12.2 Conceptual Compatibility of (Socio-)Constructivism and Realistic Mathematics Education

In the early stages, some protagonists of RME quickly acknowledged the compatibility of constructivism and RME. Some, however, were more reluctant. Freudenthal (1991) was actually very negative about constructivism. He rejected Von Glasersfeld’s critique on the status of objective scientific knowledge by pointing out the achievements of science. He argued that we should not focus on the philosophy of science, but on the philosophy of education, and stated:

I cannot see any bond between mathematics instruction on the one hand and an alleged or assumed lack of faith in objective mathematical knowledge on the other hand, whether it is called constructivism or anything else (Freudenthal, 1991, pp. 146–147).

At the time that Freudenthal expressed this critique, there were various ideas around on what the radical constructivist position would mean for education. Including the position that teachers should not interfere because of the risk of endangering the students’ own constructive activity. Gradually, however, a more pragmatic standpoint won out. In this process, Paul Cobb was very influential. While his theoretical perspective evolved towards a more pragmatic stance; from radical constructivism towards socio-constructivism. He saw great value in what Putnam (1987, cited by Cobb, 2001) denoted ‘pragmatic realism’ (Cobb, 2001). And he contended that, whereas radical constructivism claims that it is impossible to bridge the gap between one’s own knowledge and some pre-given external reality, pragmatic realism questions this focus on the dichotomy between this external reality and our personal knowledge. Instead of focusing on an unknowable pre-given external reality, we should focus on the realities which people experience.
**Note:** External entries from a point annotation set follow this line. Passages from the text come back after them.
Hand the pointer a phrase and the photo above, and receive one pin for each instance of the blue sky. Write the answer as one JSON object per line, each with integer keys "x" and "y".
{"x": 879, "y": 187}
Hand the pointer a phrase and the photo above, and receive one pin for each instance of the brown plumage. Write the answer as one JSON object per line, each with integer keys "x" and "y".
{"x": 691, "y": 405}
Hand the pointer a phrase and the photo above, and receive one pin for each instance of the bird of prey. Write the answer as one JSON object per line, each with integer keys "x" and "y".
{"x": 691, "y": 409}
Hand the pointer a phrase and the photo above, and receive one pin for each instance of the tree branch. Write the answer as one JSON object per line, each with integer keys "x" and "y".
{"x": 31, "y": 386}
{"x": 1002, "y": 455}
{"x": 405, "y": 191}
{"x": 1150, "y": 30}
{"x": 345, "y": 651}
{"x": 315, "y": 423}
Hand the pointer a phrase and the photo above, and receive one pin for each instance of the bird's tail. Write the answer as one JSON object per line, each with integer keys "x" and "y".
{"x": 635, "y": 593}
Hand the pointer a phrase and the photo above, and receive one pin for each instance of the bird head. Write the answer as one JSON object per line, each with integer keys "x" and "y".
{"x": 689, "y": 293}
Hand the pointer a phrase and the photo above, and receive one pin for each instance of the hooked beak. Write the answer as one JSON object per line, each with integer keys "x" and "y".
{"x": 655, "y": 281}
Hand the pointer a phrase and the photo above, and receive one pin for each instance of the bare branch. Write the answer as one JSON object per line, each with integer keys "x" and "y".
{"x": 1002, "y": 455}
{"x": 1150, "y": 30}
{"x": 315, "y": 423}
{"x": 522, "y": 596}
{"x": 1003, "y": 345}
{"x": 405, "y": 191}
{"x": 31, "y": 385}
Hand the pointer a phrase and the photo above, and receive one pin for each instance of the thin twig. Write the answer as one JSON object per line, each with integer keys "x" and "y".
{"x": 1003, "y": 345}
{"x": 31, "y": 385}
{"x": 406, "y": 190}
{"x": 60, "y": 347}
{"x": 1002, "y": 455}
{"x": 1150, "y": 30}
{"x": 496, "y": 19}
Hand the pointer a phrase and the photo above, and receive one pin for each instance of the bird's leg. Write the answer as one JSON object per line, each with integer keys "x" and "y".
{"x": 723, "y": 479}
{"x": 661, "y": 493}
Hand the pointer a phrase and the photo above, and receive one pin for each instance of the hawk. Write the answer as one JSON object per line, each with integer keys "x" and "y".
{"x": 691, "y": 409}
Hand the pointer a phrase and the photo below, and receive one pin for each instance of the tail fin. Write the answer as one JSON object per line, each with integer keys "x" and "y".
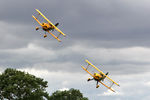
{"x": 105, "y": 76}
{"x": 56, "y": 24}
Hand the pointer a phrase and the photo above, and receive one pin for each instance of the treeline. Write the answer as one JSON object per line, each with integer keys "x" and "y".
{"x": 18, "y": 85}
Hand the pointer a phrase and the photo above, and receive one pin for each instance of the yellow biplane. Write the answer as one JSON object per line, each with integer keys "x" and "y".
{"x": 48, "y": 26}
{"x": 99, "y": 76}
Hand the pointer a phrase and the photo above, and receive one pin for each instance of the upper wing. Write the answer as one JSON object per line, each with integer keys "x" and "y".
{"x": 50, "y": 23}
{"x": 101, "y": 72}
{"x": 36, "y": 19}
{"x": 54, "y": 36}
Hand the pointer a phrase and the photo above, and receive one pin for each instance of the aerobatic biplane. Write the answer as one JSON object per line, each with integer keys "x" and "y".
{"x": 48, "y": 26}
{"x": 99, "y": 76}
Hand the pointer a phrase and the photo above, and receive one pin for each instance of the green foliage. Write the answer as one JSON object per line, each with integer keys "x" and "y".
{"x": 71, "y": 94}
{"x": 17, "y": 85}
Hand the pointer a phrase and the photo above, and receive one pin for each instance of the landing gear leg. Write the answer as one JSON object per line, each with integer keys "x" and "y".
{"x": 37, "y": 28}
{"x": 45, "y": 35}
{"x": 97, "y": 85}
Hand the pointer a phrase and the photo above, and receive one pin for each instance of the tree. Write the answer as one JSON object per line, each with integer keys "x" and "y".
{"x": 72, "y": 94}
{"x": 17, "y": 85}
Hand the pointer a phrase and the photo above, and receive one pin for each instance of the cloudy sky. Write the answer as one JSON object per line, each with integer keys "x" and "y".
{"x": 112, "y": 34}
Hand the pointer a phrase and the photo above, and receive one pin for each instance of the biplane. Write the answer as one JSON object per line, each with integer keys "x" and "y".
{"x": 99, "y": 76}
{"x": 48, "y": 26}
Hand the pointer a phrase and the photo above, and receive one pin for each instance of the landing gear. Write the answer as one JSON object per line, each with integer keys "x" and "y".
{"x": 37, "y": 28}
{"x": 45, "y": 35}
{"x": 88, "y": 79}
{"x": 97, "y": 86}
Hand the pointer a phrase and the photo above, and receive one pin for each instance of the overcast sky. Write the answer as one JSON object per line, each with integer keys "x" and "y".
{"x": 112, "y": 34}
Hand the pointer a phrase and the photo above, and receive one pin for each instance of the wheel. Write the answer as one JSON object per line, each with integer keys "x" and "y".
{"x": 88, "y": 79}
{"x": 37, "y": 28}
{"x": 97, "y": 86}
{"x": 45, "y": 35}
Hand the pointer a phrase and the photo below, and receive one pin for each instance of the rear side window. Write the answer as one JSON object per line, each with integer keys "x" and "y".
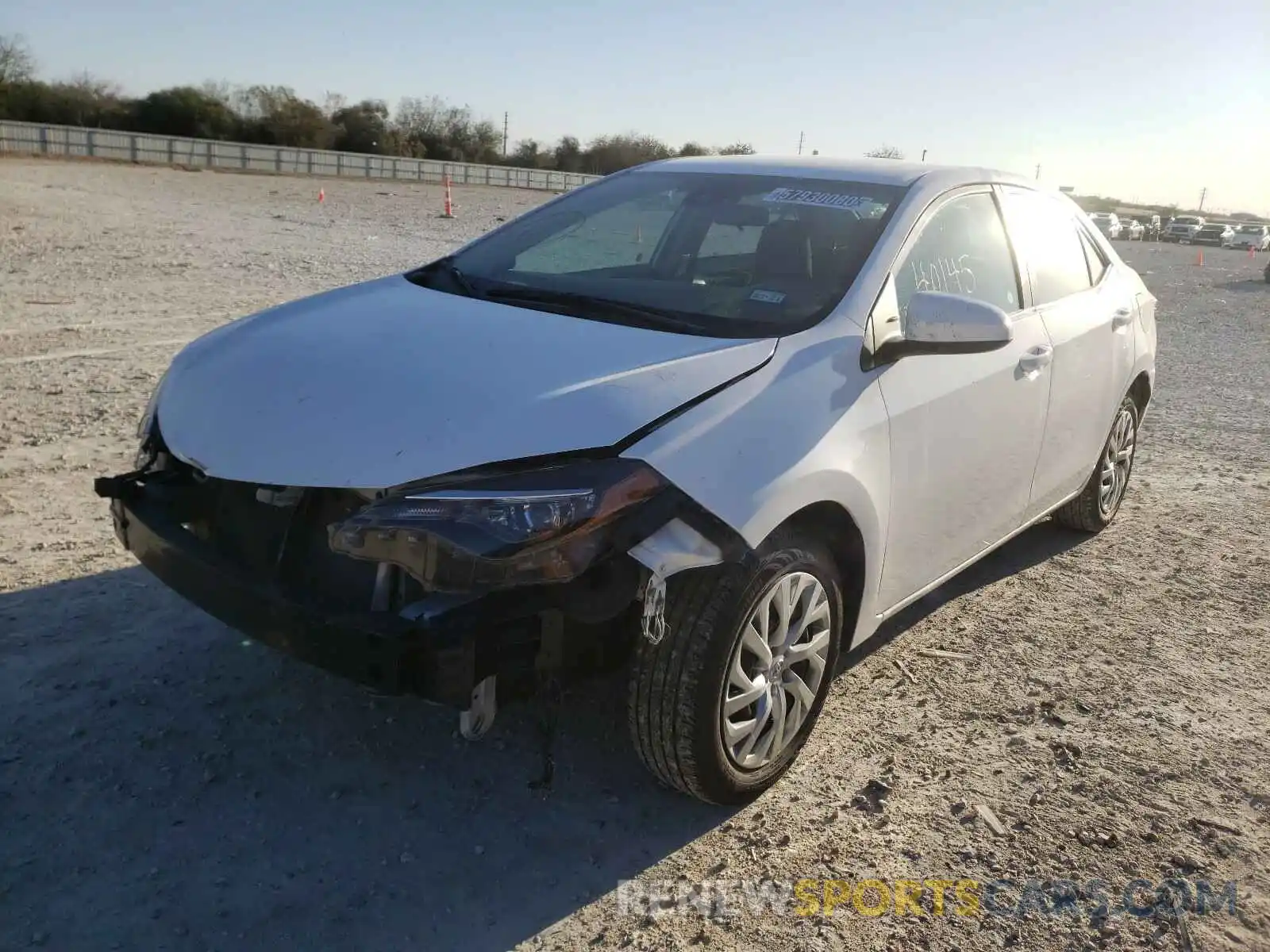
{"x": 1051, "y": 240}
{"x": 962, "y": 251}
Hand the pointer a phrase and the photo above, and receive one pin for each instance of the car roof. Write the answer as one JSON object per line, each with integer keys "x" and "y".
{"x": 874, "y": 171}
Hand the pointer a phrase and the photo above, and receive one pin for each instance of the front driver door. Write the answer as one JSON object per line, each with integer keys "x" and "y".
{"x": 965, "y": 429}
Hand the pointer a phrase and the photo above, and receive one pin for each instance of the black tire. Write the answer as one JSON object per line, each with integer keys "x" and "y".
{"x": 1086, "y": 512}
{"x": 677, "y": 685}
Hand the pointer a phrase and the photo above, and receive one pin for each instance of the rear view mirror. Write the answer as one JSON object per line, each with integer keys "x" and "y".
{"x": 741, "y": 215}
{"x": 946, "y": 324}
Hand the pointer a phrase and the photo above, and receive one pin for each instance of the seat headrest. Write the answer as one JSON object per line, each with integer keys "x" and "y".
{"x": 784, "y": 251}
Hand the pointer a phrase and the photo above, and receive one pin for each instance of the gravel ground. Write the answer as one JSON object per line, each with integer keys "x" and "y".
{"x": 165, "y": 786}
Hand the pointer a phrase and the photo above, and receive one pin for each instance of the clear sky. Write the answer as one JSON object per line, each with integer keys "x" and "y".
{"x": 1149, "y": 99}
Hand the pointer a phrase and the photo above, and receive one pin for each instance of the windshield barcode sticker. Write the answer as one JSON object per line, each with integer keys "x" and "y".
{"x": 826, "y": 200}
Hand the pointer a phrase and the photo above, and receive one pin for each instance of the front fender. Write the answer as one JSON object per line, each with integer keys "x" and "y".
{"x": 810, "y": 427}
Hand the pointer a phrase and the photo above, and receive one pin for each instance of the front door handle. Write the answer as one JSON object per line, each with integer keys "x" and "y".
{"x": 1037, "y": 359}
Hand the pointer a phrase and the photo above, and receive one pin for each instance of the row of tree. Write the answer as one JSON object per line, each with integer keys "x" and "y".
{"x": 422, "y": 129}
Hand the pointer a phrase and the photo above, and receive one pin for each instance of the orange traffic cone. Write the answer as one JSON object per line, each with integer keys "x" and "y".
{"x": 450, "y": 205}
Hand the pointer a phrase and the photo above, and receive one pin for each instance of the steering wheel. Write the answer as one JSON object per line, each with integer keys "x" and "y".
{"x": 734, "y": 278}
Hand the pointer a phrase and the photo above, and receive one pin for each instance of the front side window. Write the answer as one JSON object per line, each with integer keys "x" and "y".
{"x": 1049, "y": 239}
{"x": 719, "y": 254}
{"x": 1098, "y": 264}
{"x": 962, "y": 249}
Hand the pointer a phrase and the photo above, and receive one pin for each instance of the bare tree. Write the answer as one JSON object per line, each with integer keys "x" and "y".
{"x": 17, "y": 63}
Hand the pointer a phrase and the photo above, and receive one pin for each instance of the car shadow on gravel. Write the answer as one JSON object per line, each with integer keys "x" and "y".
{"x": 1248, "y": 285}
{"x": 1032, "y": 547}
{"x": 164, "y": 784}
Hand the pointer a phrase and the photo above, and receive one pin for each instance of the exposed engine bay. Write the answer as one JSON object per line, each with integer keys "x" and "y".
{"x": 518, "y": 577}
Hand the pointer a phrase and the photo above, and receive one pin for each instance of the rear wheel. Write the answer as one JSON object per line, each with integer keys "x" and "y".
{"x": 721, "y": 708}
{"x": 1100, "y": 501}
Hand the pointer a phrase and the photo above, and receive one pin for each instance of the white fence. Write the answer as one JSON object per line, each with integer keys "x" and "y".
{"x": 33, "y": 139}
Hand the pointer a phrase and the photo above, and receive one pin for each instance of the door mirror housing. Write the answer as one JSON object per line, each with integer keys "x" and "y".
{"x": 937, "y": 323}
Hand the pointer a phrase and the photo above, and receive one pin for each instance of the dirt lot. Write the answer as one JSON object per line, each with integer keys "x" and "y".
{"x": 164, "y": 785}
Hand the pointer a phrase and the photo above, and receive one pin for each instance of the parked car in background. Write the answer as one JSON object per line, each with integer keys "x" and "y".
{"x": 1130, "y": 230}
{"x": 1218, "y": 234}
{"x": 1106, "y": 222}
{"x": 1251, "y": 236}
{"x": 687, "y": 452}
{"x": 1183, "y": 228}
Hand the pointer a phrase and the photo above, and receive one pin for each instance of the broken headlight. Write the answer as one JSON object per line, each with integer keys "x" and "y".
{"x": 529, "y": 528}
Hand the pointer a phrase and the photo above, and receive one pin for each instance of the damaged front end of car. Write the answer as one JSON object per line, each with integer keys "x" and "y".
{"x": 511, "y": 575}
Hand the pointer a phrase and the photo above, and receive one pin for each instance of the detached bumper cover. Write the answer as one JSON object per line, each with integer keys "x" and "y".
{"x": 438, "y": 649}
{"x": 385, "y": 651}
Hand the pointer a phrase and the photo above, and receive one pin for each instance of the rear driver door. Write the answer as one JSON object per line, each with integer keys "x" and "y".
{"x": 1090, "y": 311}
{"x": 965, "y": 429}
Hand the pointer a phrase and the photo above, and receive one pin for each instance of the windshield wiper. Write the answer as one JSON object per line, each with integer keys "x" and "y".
{"x": 446, "y": 266}
{"x": 590, "y": 305}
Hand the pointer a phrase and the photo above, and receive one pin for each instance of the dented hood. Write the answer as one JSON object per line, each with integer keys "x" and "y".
{"x": 387, "y": 382}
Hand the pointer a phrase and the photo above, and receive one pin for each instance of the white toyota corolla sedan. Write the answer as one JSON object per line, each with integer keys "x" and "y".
{"x": 711, "y": 419}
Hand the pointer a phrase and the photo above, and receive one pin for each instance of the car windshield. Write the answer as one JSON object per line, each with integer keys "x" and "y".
{"x": 692, "y": 251}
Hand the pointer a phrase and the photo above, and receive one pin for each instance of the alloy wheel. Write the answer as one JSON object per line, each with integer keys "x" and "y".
{"x": 1117, "y": 463}
{"x": 776, "y": 670}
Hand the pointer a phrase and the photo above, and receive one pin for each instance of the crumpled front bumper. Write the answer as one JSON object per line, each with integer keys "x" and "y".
{"x": 437, "y": 658}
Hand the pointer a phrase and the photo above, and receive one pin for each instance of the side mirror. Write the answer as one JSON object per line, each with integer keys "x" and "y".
{"x": 946, "y": 324}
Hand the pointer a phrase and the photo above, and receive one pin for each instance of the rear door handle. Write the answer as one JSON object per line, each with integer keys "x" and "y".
{"x": 1037, "y": 359}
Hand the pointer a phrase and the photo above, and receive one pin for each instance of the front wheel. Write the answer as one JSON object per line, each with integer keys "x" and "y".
{"x": 723, "y": 704}
{"x": 1100, "y": 501}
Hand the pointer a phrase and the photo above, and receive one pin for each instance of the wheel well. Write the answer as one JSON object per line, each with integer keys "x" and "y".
{"x": 833, "y": 526}
{"x": 1141, "y": 393}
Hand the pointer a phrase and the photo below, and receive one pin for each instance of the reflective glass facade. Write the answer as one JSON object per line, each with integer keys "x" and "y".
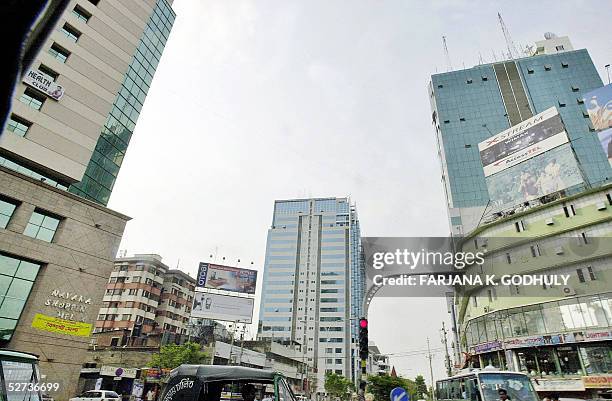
{"x": 16, "y": 280}
{"x": 473, "y": 104}
{"x": 313, "y": 280}
{"x": 108, "y": 155}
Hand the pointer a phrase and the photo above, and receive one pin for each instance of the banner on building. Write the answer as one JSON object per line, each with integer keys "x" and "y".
{"x": 43, "y": 83}
{"x": 227, "y": 278}
{"x": 61, "y": 326}
{"x": 129, "y": 373}
{"x": 545, "y": 174}
{"x": 532, "y": 137}
{"x": 599, "y": 381}
{"x": 222, "y": 307}
{"x": 599, "y": 106}
{"x": 605, "y": 139}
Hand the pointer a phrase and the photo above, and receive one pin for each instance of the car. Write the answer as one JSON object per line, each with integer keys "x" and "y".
{"x": 97, "y": 395}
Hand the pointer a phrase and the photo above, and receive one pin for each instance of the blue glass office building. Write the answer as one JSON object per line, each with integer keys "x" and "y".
{"x": 313, "y": 282}
{"x": 103, "y": 168}
{"x": 471, "y": 105}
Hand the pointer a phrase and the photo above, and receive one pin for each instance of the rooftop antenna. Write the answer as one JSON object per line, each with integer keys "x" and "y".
{"x": 448, "y": 63}
{"x": 512, "y": 52}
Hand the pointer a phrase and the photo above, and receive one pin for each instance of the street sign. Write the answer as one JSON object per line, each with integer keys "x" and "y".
{"x": 399, "y": 394}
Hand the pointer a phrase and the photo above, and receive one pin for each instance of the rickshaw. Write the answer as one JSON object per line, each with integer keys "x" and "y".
{"x": 211, "y": 382}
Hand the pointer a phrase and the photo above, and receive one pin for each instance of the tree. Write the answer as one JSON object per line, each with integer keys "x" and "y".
{"x": 381, "y": 386}
{"x": 171, "y": 355}
{"x": 421, "y": 388}
{"x": 337, "y": 385}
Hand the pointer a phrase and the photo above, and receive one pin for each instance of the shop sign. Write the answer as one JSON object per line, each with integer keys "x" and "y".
{"x": 128, "y": 373}
{"x": 61, "y": 326}
{"x": 486, "y": 347}
{"x": 558, "y": 385}
{"x": 601, "y": 381}
{"x": 43, "y": 83}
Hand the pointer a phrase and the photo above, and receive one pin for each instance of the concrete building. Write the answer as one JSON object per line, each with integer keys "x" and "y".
{"x": 60, "y": 152}
{"x": 471, "y": 105}
{"x": 558, "y": 333}
{"x": 56, "y": 252}
{"x": 75, "y": 112}
{"x": 146, "y": 297}
{"x": 313, "y": 282}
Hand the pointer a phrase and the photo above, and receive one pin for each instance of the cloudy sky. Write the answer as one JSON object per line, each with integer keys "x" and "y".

This pragmatic realism is clearly compatible with Freudenthal’s conception of reality, which he does not link to some pre-existing external reality, but to one’s self-constructed experiential reality: “I prefer to apply the term ‘reality’ to what at a certain stage common sense experiences as real” (Freudenthal, 1991, p. 17).

Cobb (1994a) himself made a nice connection between the two views when pointing out that (socio-)constructivism is not a pedagogy. He argued that if it is true that people always construct their own knowledge, then students will do so in every classroom—even with direct instruction. The issue, he went on to say, is not whether they construct, but how and what they construct. The question therefore is: What do we want mathematics to be for the students? Cobb (1994a) concluded that a potential answer to that question was in Freudenthal’s notion of mathematics as a human activity.

12.3 A Socio-Constructivist Perspective on Teaching and Learning

A shared belief in the compatibility of (socio-)constructivism and RME formed the basis for a ten-year collaboration between Cobb cum suis and me, in which we further elaborated RME theory while working on a series of classroom design experiments. The starting point was that RME and socio-constructivism are not only compatible, but also complemented each other. On the one hand, socio-constructivism offers a background theory for RME, and, more importantly, adds a collective perspective. On the other hand, RME offers an instructional design theory that aims to support students in constructing mathematics.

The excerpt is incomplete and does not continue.